In [1]:
# ──────────────────────────────────────────────────────────────────────
# Imports
# ──────────────────────────────────────────────────────────────────────
import numpy as np                
import pandas as pd              
from sklearn.model_selection import train_test_split, KFold, cross_val_score
from sklearn.metrics import make_scorer
from sklearn.pipeline import Pipeline
from sklearn.preprocessing import StandardScaler, OneHotEncoder, FunctionTransformer
from sklearn.compose import ColumnTransformer
from sklearn.base import clone
from scikeras.wrappers import KerasRegressor
from tensorflow import keras
from tensorflow.keras import layers, callbacks, regularizers
import optuna
import mlflow
import mlflow.sklearn

# ──────────────────────────────────────────────────────────────────────
# Metric helpers
# ──────────────────────────────────────────────────────────────────────
def rmsle_np(y_true, y_pred):
    y_pred = np.maximum(y_pred, 0)
    return np.sqrt(np.mean((np.log1p(y_pred) - np.log1p(y_true)) ** 2))

rmsle_scorer = make_scorer(rmsle_np, greater_is_better=False)
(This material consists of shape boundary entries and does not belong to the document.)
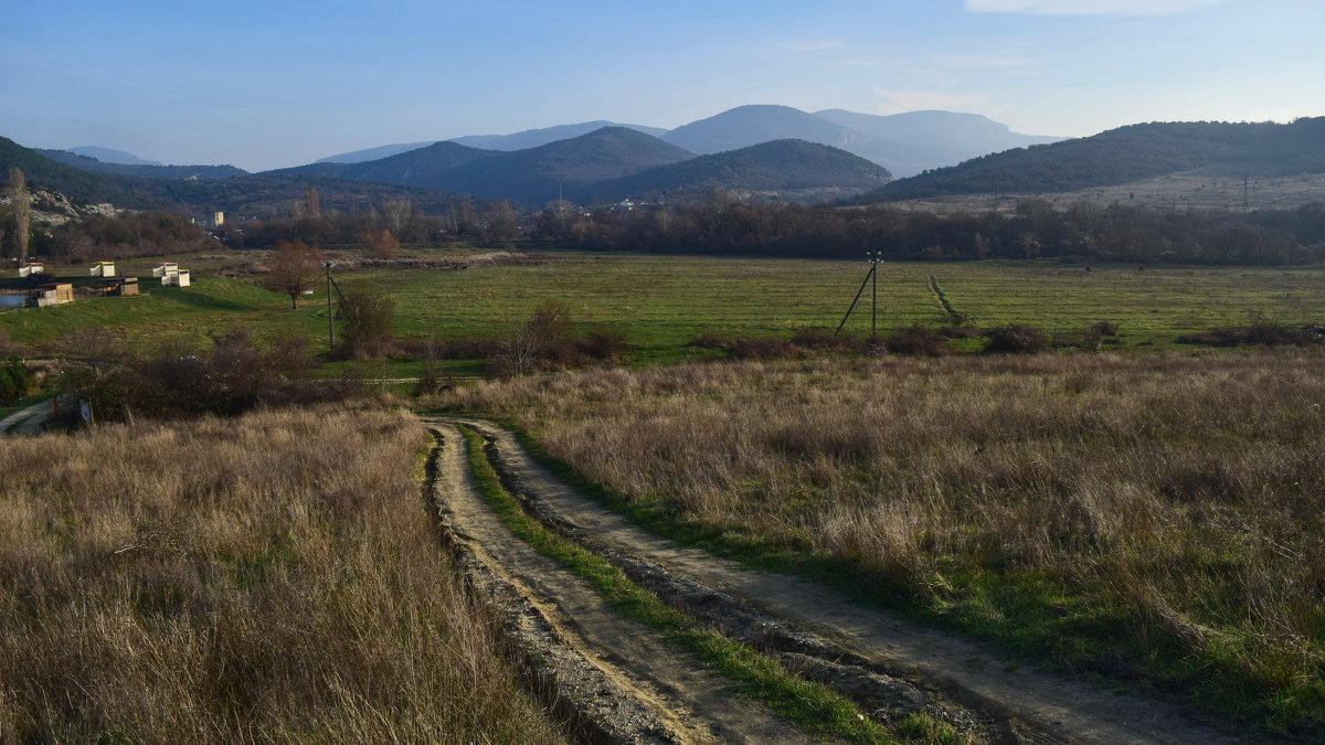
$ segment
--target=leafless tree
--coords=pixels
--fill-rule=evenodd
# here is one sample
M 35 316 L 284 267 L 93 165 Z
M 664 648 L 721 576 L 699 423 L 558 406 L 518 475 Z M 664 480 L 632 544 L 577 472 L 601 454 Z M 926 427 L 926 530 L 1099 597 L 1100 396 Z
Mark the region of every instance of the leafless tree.
M 309 187 L 309 192 L 303 195 L 305 203 L 307 203 L 309 217 L 318 219 L 322 216 L 322 204 L 318 201 L 318 187 Z
M 409 227 L 413 213 L 413 201 L 408 199 L 388 199 L 382 203 L 382 219 L 394 236 L 399 236 Z
M 272 292 L 290 296 L 290 308 L 298 308 L 303 290 L 311 290 L 322 274 L 322 255 L 303 241 L 280 241 L 268 262 L 266 281 Z
M 13 208 L 15 228 L 19 233 L 19 264 L 26 264 L 28 223 L 32 220 L 32 203 L 28 199 L 28 182 L 17 166 L 9 166 L 9 200 Z
M 368 233 L 364 236 L 364 243 L 368 244 L 364 253 L 371 258 L 395 258 L 400 256 L 400 241 L 396 240 L 396 236 L 391 235 L 391 231 Z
def rmsle_tf(y_true, y_pred):
    return keras.backend.sqrt(
        keras.losses.mean_squared_logarithmic_error(y_true, y_pred)
    )

# ──────────────────────────────────────────────────────────────────────
# Load data + feature-engineering transformer
# ──────────────────────────────────────────────────────────────────────
df = pd.read_csv("playground-series-s5e5/train.csv")
y  = df["Calories"]
X  = df.drop(columns=["Calories", "id"])

X_train, X_val, y_train, y_val = train_test_split(
    X, y, test_size=0.2, random_state=42, stratify=X["Sex"]
)

def add_features(Xdf: pd.DataFrame) -> pd.DataFrame:
    X = Xdf.copy()
    X["BMI"] = (X["Weight"] / (X["Height"] / 100.0) ** 2).round(2)
    X["Timed_Intensity"] = X["Duration"] * X["Heart_Rate"]
    X["Heart_Rate_Zone"] = X["Heart_Rate"] / (220 - X["Age"]) * 100
    X["Mifflin_Jeor_BMR"] = np.where(
        X["Sex"] == "male",
        (10 * X["Weight"]) + (6.25 * X["Height"]) - (5 * X["Age"]) + 5,
        (10 * X["Weight"]) + (6.25 * X["Height"]) - (5 * X["Age"]) - 161,
    )
    return X

feat_eng = FunctionTransformer(add_features, validate=False)
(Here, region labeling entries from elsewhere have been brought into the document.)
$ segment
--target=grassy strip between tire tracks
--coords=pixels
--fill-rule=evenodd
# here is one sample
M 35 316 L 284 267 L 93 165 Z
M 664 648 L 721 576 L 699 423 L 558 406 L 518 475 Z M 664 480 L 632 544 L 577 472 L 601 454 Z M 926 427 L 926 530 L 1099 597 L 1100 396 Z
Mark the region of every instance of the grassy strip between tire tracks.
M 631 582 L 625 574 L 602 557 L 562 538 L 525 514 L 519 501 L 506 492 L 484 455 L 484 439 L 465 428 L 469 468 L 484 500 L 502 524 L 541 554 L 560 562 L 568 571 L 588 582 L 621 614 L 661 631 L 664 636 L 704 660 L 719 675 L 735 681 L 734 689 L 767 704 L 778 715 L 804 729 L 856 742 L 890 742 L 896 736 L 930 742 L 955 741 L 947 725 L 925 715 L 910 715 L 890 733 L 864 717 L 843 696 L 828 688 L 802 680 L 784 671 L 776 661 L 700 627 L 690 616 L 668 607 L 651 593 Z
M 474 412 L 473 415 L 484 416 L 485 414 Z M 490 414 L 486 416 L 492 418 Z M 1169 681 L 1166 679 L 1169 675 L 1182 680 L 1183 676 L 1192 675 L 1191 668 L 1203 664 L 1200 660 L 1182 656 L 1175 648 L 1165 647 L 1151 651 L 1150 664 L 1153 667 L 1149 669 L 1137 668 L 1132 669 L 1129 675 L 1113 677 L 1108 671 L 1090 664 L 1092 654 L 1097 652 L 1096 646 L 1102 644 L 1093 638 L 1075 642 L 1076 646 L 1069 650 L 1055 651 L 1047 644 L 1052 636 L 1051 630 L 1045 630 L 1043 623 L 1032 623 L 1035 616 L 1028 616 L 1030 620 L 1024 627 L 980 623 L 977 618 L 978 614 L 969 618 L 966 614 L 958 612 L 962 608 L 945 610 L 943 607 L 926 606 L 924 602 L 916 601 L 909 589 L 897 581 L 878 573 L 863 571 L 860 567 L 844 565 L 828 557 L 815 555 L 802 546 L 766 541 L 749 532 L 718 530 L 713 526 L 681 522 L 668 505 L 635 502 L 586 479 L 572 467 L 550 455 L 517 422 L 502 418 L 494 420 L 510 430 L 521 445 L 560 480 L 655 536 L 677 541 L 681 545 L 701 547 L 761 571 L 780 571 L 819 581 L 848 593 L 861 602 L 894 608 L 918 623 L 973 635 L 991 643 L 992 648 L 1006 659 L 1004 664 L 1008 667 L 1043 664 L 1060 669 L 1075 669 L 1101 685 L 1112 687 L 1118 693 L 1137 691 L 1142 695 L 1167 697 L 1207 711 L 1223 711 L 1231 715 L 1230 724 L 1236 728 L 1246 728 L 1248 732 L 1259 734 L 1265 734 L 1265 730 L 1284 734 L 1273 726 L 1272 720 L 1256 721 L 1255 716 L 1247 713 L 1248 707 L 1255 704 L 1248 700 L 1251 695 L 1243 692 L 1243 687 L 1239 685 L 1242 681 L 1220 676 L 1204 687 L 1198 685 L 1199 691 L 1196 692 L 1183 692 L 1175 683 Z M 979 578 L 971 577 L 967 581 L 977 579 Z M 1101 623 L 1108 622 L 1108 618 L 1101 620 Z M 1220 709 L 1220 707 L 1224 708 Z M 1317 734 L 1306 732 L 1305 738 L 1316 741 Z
# ──────────────────────────────────────────────────────────────────────
# Pre-processor for the NN
# • numerics → StandardScaler
# • Sex → One-hot (drop first)
# We discover numeric columns **after** feat_eng at fit-time.
# ──────────────────────────────────────────────────────────────────────
def num_selector(df):
    return df.drop(columns=["Sex"]).select_dtypes(include="number").columns

preprocess_nn = ColumnTransformer(
    [
        ("num", StandardScaler(), num_selector),
        ("cat", OneHotEncoder(drop="first", sparse_output=False), ["Sex"]),
    ],
    remainder="drop",
)

# ──────────────────────────────────────────────────────────────────────
# Keras model factory  (SciKeras passes input_dim automatically)
# ──────────────────────────────────────────────────────────────────────
def build_nn(
    lr: float = 1e-3,
    n1: int = 128,
    n2: int = 64,
    dropout: float = 0.20,
    kernel_regularizer=None,
    *,                         
    meta: dict                 
) -> keras.Model:
    """
    Parameters
    ----------
    lr : learning-rate for Adam
    n1, n2 : units in the first / second hidden layer
    dropout : dropout ratio applied after the first hidden layer
    meta : dict provided by SciKeras that contains run-time information,
           most importantly `meta["n_features_in_"]` → the number of
           columns seen **after** the preprocessing pipeline.
    """
    n_features = meta["n_features_in_"]         

    inputs = keras.Input(shape=(n_features,))
    x = layers.Dense(n1, activation="relu",
                     kernel_regularizer=kernel_regularizer)(inputs)
    x = layers.BatchNormalization()(x)
    x = layers.Dropout(dropout)(x)
    x = layers.Dense(n2, activation="relu",
                     kernel_regularizer=kernel_regularizer)(x)
    outputs = layers.Dense(1,
                           kernel_regularizer=kernel_regularizer)(x)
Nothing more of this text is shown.